In 1994, at the age of 45, Foreman became boxing’s oldest heavyweight champion after defeating 26-year-old Michael Moorer. He argued that his success was due to healthy eating, which made him a perfect fit for Salton, Inc., who was looking for a spokesperson for its fat-reducing grill.
Foreman recalls acting as a sponge his first few years in business, absorbing as much information from his peers as possible. “At first I was afraid to ask questions, so I just listened. I listened to everything that I could,” he recalls. “I learned everything I know just by paying attention to people around me.”
To date, more than 100 million George Foreman Lean Mean Grilling Machines have been sold worldwide — transforming what was once a small business into a global empire.
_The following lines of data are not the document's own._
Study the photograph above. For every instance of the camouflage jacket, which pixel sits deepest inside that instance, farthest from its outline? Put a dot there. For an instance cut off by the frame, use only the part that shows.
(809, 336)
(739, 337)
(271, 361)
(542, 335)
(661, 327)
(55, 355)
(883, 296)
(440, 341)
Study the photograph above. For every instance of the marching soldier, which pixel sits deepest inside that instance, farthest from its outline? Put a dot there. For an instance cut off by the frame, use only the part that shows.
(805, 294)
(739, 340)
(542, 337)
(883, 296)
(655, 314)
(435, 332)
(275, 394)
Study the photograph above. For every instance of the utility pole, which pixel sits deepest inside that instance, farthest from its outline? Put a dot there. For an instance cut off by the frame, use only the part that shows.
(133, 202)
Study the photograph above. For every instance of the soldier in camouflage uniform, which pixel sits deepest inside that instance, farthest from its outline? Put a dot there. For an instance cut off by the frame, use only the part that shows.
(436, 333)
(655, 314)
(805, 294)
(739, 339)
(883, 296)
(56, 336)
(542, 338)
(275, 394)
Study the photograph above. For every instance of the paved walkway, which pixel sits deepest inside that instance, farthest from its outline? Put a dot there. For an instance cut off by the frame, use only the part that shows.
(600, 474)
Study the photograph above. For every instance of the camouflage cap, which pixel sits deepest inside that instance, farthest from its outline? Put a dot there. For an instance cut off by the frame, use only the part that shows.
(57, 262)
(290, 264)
“Small business is what moves this country,” Foreman states. He’s right — according to a recent survey by the U.S. Small Business Administration, there are 28.8 million small businesses in the United States, which account for 99.7 percent of all business in the country. “If you learn to sell, you will never starve.”
Fight for success
Recently, Foreman capitalized on his entrepreneurial success by endorsing InventHelp, the company responsible for INPEX (Invention and New Product Exposition), America’s largest invention trade show. His advice for new entrepreneurs struggling to absorb the punches of starting a new business? Lace your gloves and put up a fight.
“In boxing, you might make the first round, you might get knocked down, or you might get booed, but it doesn’t mean that you give away the fight,” he explains. “That’s the way it is in business. You knock on a hundred doors — maybe the door will slam in your face, but if you keep knocking, one will eventually open up.”